Backlog of migrants swells in the Balkans, tempers fray

BERKASOVO, SERBIA/LJUBLJANA (Reuters) The Balkans struggled with a growing backlog of migrants yesterday after Hungary sealed its southern border and Slovenia tried to impose a limit, leaving thousands stranded on cold, rain-drenched borders where tempers frayed.

Having declared it would accept only 2,500 per day, Slovenia said 5,000 had arrived from Croatia yesterday.

Afghan migrant jumps off an overcrowded raft onto a beach at the Greek island of Lesbos, October 19, 2015. Thousands of refugees - mostly fleeing war-torn Syria, Afghanistan and Iraq - attempt daily to cross the Aegean Sea from nearby Turkey, a short trip but a perilous one in the inflatable boats the migrants use, often in rough seas. Almost 400,000 people have arrived in Greece this year, according to the UN refugee agency UNHCR, overwhelming the cash-strapped nation’s ability to cope. (Reuters/Yannis Behrakis)
Afghan migrant jumps off an overcrowded raft onto a beach at the Greek island of Lesbos, October 19, 2015. Thousands of refugees – mostly fleeing war-torn Syria, Afghanistan and Iraq – attempt daily to cross the Aegean Sea from nearby Turkey, a short trip but a perilous one in the inflatable boats the migrants use, often in rough seas.
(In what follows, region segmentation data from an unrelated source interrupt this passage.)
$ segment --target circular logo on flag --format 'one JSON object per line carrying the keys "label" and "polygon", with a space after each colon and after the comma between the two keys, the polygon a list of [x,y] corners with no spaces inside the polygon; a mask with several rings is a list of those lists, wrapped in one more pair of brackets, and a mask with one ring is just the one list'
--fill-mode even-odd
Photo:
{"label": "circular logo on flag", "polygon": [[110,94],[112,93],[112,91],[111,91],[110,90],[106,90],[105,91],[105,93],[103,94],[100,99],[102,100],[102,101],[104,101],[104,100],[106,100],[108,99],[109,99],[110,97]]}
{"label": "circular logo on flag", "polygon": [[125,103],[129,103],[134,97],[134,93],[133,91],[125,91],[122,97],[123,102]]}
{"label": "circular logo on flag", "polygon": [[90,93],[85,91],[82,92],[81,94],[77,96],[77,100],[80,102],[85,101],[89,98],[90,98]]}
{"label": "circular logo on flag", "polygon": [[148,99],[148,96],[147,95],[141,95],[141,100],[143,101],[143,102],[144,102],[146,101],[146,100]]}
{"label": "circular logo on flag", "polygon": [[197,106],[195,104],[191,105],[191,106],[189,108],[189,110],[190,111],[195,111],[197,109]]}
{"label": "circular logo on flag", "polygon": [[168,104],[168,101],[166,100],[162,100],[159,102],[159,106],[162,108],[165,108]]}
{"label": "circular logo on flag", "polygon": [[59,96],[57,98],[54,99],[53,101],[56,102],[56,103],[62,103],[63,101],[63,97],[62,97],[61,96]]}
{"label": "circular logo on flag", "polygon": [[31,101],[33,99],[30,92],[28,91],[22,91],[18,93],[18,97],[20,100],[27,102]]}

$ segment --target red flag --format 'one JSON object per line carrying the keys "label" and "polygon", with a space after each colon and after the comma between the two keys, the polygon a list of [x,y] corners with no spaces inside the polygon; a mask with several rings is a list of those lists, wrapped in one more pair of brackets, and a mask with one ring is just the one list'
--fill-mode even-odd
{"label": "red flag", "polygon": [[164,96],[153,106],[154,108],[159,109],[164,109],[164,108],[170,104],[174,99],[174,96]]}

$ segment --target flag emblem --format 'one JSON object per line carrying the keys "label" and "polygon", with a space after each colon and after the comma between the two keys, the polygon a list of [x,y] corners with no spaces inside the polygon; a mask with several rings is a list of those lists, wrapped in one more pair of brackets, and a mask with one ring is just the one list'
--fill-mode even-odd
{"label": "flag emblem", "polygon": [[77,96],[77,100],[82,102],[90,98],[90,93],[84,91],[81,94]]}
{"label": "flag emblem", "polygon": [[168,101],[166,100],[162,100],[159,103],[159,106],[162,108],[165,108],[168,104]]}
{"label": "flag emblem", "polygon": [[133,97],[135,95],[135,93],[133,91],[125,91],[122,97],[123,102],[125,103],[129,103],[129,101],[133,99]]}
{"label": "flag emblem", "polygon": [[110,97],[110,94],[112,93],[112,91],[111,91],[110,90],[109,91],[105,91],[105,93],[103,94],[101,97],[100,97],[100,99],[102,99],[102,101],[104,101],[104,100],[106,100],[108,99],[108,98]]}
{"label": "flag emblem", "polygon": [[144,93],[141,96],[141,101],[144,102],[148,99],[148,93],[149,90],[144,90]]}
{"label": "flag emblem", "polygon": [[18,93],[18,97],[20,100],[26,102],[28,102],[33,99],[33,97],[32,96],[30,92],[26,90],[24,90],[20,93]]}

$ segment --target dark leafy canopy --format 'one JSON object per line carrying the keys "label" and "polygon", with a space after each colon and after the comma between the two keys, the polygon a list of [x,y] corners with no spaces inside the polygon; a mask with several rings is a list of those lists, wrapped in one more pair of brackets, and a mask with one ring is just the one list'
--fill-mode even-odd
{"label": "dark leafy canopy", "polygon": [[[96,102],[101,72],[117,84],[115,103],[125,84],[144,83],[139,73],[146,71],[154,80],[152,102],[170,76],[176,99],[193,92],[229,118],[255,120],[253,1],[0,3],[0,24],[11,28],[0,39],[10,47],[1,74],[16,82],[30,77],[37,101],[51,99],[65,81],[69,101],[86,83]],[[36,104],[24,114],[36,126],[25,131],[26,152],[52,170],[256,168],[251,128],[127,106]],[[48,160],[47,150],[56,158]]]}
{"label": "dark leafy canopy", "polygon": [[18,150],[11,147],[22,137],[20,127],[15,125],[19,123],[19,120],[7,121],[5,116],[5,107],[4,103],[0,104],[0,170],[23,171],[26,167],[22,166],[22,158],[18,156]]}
Almost 400,000 people have arrived in Greece this year, according to the UN refugee agency UNHCR, overwhelming the cash-strapped nation’s ability to cope. (Reuters/Yannis Behrakis)

Around 2,000 more trekked through fields and along railway tracks over the border, having apparently arrived by train; they were rounded up by Slovenian police on the other side as a helicopter circled overhead, and escorted to a camp with capacity for 400, a Reuters reporter said.

“Croatia is ignoring our pleas, our plans,” Bostjan Sefic, state secretary at Slovenia’s interior ministry, told a news conference, saying the army would be called in to help if such a rate continued.

Attempts by Slovenia to ration the flow since Hungary sealed its border with Croatia at midnight on Friday have triggered a knock-on effect through the Balkans; Croatia began holding back new arrivals and Serbia said it might do the same on its border with Macedonia. More than 10,000 were stranded in Serbia, the United Nations refugee agency (UNHCR) said, with more on the way but nowhere to go.

“It’s like a big river of people, and if you stop the flow, you will have floods somewhere. That’s what’s happening now,” UNHCR spokesman Melita Sunjic said from the Serbia-Croatia border, where about 2,000 people were forced to wait in a filthy, muddy no-man’s land.

The UNHCR later said that police let the crowd of 2,000-3,000 through shortly before dusk.

“I left my pregnant wife in Syria,” said Mohammed Habian, a 22-year-old Syrian from the devastated city of Homs on entering Serbia from Macedonia. “There is nothing that can stop us reaching freedom.”

Groups of migrants fought with each other in the morning, aid workers said, after a night spent under open skies, lashed by autumn wind and rain.

“Open the gate, open the gate!” they chanted, their passage barred by lines of Croatian police who erected an improvised fence to ration access.

Slovenia found itself dragged into the path of the greatest migration of people in Europe since World War Two after Hungary sealed its border with Croatia to migrants on Friday.

A country of 2 million people bordering Hungary, Italy, Austria and Croatia, Slovenia said it would only allow in as many as it could register, accommodate and send on to Austria.

It said Austria had limited its own intake, something Vienna denied. Most refugees want to reach Germany, which for the moment is letting them enter.